Hormonların salgılanması ve taşınması
Hormonların salgılanması, sentezlerinden hemen sonra gerçekleşir. Doğrudan kan veya doku sıvısına girerler. Son salgılama yeri eikosanoidler için tipiktir: hücreden uzakta hareket etmemelidirler çünkü tüm doku popülasyonunun fonksiyonlarını düzenlerler. Ve yumurtalıkların, hipofiz bezinin, pankreasın ve diğerlerinin hormonları, kendileri için özel alıcıları olan hedef organları aramak için kanla birlikte tüm vücutta taşınmalıdır. Kandan hücreler arası sıvıya girerler ve burada hedef organın hücresine gönderilirler.
Alıcıya sinyal iletimi
Yukarıdaki hormon sınıflandırması, maddelerin dokular ve organlar üzerindeki etkilerini yansıtır. Bu ancak kimyasalın reseptöre bağlanmasından sonra mümkündür. İkincisi farklıdır ve hem hücre yüzeyinde hem de sitoplazmada, nükleer zarda ve çekirdeğin içinde bulunur. Bu nedenle, sinyal iletim yöntemine göre maddeler iki türe ayrılır:
- hücre dışı iletim mekanizması;
- hücre içi sinyalleşme.
Hormonların bu temel sınıflandırması, sinyal verme hızı hakkında sonuçlar çıkarmanıza olanak tanır. Örneğin, hücre dışı mekanizma, hücre içi olandan çok daha hızlıdır. Adrenalin, norepinefrin ve diğer peptit hormonlarının karakteristiğidir. hücre içi mekanizmalipofilik steroidlerin özelliği. Ayrıca pep titlerin sentezi ile vücut için faydalar daha hızlı elde edilir. Sonuçta, steroid hormonlarının üretimi çok daha yavaştır ve protein sentezi ve olgunlaşma ihtiyacı nedeniyle sinyal iletim mekanizmaları da yavaşlar.

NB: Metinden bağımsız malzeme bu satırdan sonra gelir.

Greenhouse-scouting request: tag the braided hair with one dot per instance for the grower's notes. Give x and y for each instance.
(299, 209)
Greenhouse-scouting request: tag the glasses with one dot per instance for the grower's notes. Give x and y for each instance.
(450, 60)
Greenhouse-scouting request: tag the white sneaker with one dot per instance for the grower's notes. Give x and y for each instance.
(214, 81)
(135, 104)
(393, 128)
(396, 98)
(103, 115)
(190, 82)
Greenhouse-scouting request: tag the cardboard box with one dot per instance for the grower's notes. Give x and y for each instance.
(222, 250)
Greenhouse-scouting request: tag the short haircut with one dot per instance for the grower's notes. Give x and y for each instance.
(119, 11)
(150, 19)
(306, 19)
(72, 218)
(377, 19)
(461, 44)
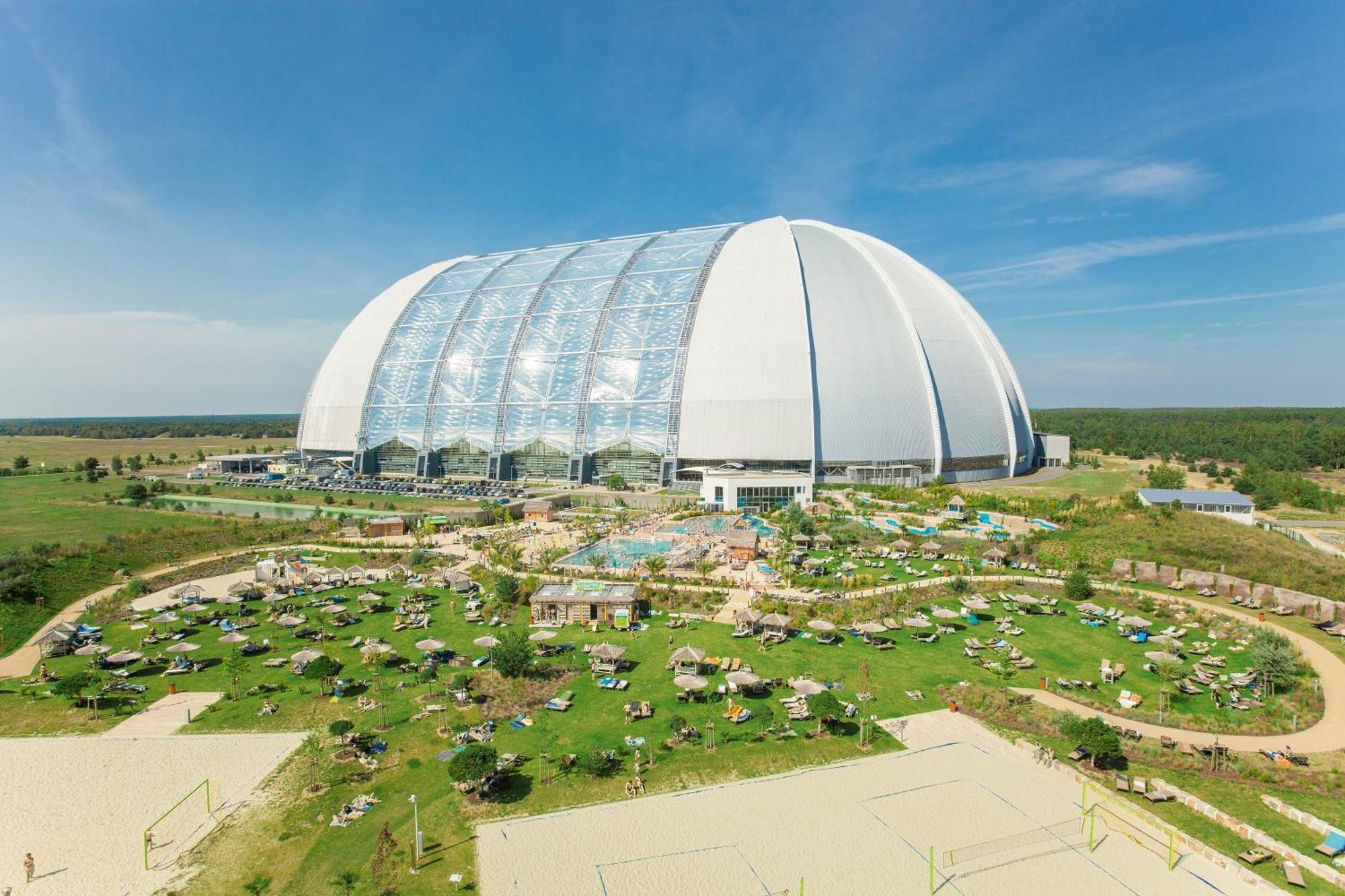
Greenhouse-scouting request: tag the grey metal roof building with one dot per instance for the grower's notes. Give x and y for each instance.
(778, 345)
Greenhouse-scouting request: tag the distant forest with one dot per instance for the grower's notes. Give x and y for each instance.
(1288, 439)
(243, 425)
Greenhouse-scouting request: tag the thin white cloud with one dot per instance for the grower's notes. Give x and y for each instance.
(1069, 261)
(1101, 178)
(1188, 303)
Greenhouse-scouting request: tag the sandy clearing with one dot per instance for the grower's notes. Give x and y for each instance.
(80, 805)
(166, 715)
(856, 826)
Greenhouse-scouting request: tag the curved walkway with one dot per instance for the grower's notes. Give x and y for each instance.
(1325, 736)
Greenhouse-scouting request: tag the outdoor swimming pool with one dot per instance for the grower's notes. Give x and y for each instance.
(622, 552)
(715, 525)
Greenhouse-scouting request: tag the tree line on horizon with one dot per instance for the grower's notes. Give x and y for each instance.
(1276, 439)
(239, 425)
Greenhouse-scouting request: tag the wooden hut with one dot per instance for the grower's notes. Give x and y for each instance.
(775, 626)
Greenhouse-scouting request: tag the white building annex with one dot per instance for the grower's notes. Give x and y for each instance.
(775, 345)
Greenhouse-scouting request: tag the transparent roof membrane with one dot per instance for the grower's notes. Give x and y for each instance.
(505, 350)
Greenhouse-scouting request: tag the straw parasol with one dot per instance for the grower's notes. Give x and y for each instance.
(806, 686)
(688, 655)
(607, 651)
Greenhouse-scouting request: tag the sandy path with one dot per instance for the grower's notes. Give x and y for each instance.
(166, 715)
(851, 827)
(80, 805)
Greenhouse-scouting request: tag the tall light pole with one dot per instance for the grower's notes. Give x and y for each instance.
(418, 846)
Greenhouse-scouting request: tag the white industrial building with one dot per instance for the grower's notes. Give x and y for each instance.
(775, 345)
(1230, 505)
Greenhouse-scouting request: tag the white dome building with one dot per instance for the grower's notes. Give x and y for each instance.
(775, 345)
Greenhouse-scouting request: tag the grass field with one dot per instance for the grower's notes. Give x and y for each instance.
(67, 451)
(294, 848)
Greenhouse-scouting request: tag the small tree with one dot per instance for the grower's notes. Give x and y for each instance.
(321, 670)
(514, 654)
(474, 764)
(597, 762)
(508, 587)
(1079, 585)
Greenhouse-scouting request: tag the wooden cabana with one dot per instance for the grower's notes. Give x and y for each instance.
(746, 622)
(775, 626)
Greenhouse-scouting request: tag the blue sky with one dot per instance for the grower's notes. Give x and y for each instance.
(1145, 201)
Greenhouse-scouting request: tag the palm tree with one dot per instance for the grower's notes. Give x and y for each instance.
(345, 881)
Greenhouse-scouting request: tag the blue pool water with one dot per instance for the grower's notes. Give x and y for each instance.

Sinyal iletim türlerinin özellikleri
Hücre dışı bir mekanizma, spesifik bir taşıyıcı protein olmadan sitoplazmik membrandan sitoplazmaya geçemeyen peptit hormonlarının özelliğidir. Bu onun için sağlanmaz ve sinyalin kendisi, reseptör komplekslerinin konformasyonunu değiştirerek adenilat siklaz sistemi aracılığıyla iletilir.
Hücre içi mekanizma çok daha basittir. Lipofilik maddenin sitoplazmik reseptör ile buluştuğu hücreye girmesinden sonra gerçekleştirilir. Bununla birlikte, çekirdeğe nüfuz eden ve belirli genleri etkileyen bir hormon-reseptör kompleksi oluşturur. Aktivasyonları, bu hormonun moleküler etkisi olan protein sentezinin başlatılmasına yol açar. Asıl etki, zaten belirli bir işlevi, sentezinden ve oluşumundan sonra düzenleyen bir proteindir.